Sting – Sogns from the labyrinth.
Ma, per la miseria! Questa non me la potevo perdere! Uno dei più grandi cantanti moderni che affronta un musicista del Seicento!
Sting, con la collaborazione del liutista Edin Karamazov, propone per la DG una collezione di musiche di John Dowland che ora passerà, non è difficile prevederlo, dal Limbo dei musicisti del tempo che fu, alla gloria dell’I-pod.
Dell’ex leader dei Police non c’è nemmeno bisogno di parlare; quanto a Dowland, questi nel Seicento era conosciuto in tutta Europa come “l’Orfeo inglese”, nato a Dublino nel 1562, egli fu indubbiamente un musicista colto ed operoso, ed ebbe una vita piuttosto intensa: baccellierato di musica ad Oxford e Cambridge, viaggi in Francia, Germania e Italia; infine liutista di corte in Danimarca, prima di un ritorno a Londra dove morì nel 1626.

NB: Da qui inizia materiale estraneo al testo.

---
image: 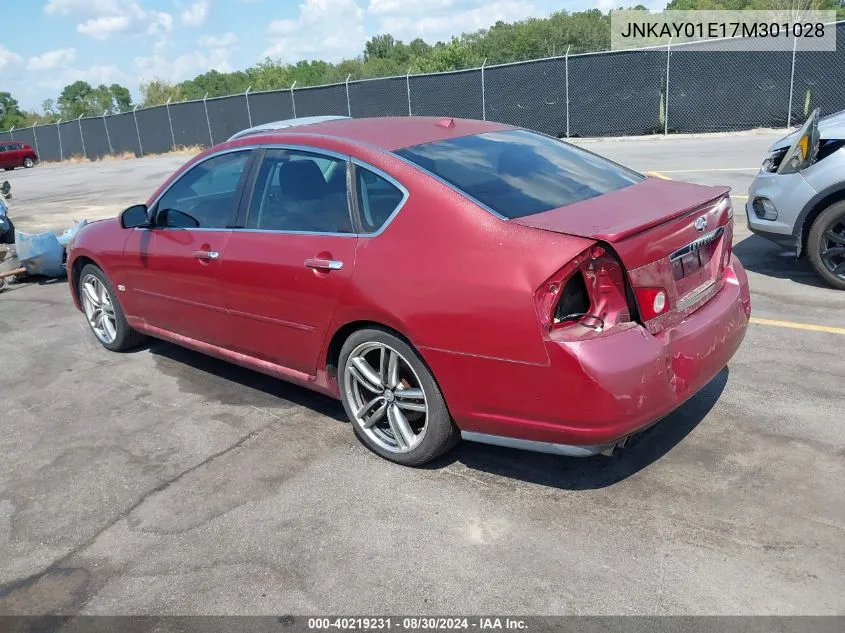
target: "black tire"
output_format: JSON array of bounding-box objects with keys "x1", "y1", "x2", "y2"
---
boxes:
[
  {"x1": 3, "y1": 167, "x2": 12, "y2": 172},
  {"x1": 807, "y1": 200, "x2": 845, "y2": 290},
  {"x1": 22, "y1": 157, "x2": 34, "y2": 168},
  {"x1": 338, "y1": 327, "x2": 459, "y2": 466},
  {"x1": 0, "y1": 217, "x2": 14, "y2": 244},
  {"x1": 78, "y1": 264, "x2": 145, "y2": 351}
]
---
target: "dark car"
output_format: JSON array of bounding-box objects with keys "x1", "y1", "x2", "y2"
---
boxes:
[
  {"x1": 67, "y1": 116, "x2": 750, "y2": 466},
  {"x1": 0, "y1": 142, "x2": 38, "y2": 170}
]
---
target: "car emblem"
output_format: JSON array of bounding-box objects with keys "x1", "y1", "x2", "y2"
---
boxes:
[{"x1": 694, "y1": 216, "x2": 707, "y2": 232}]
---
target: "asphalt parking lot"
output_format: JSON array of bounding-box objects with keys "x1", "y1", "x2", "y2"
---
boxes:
[{"x1": 1, "y1": 131, "x2": 843, "y2": 615}]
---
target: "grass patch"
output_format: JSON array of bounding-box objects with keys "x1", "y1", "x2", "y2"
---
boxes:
[{"x1": 39, "y1": 145, "x2": 205, "y2": 166}]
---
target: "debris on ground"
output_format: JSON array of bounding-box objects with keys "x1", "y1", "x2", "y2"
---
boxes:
[
  {"x1": 0, "y1": 220, "x2": 88, "y2": 292},
  {"x1": 15, "y1": 231, "x2": 65, "y2": 277},
  {"x1": 14, "y1": 220, "x2": 88, "y2": 279},
  {"x1": 0, "y1": 245, "x2": 26, "y2": 291}
]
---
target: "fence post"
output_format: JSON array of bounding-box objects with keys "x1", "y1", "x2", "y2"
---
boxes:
[
  {"x1": 345, "y1": 74, "x2": 352, "y2": 117},
  {"x1": 565, "y1": 45, "x2": 571, "y2": 138},
  {"x1": 406, "y1": 66, "x2": 412, "y2": 116},
  {"x1": 165, "y1": 97, "x2": 176, "y2": 149},
  {"x1": 103, "y1": 110, "x2": 113, "y2": 155},
  {"x1": 245, "y1": 86, "x2": 253, "y2": 127},
  {"x1": 290, "y1": 81, "x2": 297, "y2": 118},
  {"x1": 787, "y1": 35, "x2": 798, "y2": 128},
  {"x1": 57, "y1": 118, "x2": 64, "y2": 161},
  {"x1": 481, "y1": 59, "x2": 487, "y2": 121},
  {"x1": 31, "y1": 123, "x2": 39, "y2": 158},
  {"x1": 133, "y1": 105, "x2": 144, "y2": 156},
  {"x1": 664, "y1": 38, "x2": 672, "y2": 137},
  {"x1": 77, "y1": 114, "x2": 87, "y2": 158},
  {"x1": 203, "y1": 93, "x2": 213, "y2": 145}
]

I “songs” che Dowland ha lasciato sono spesso velati d’una malinconia struggente, e cantano l’amore nei suoi molteplici aspetti con una netta predilezione per gli addii, gli abbandoni e le ritrosie: il motto Dowland sempre Dolens la dice lunga e non necessita di dotti commenti. Alcuni dei suoi songs divennero famosi ed ebbero innumerevoli ristampe, spicca fra tutti il famoso “Flow my tears”, contenuto anche in questo cd, che fu una delle canzoni più popolari della sua epoca.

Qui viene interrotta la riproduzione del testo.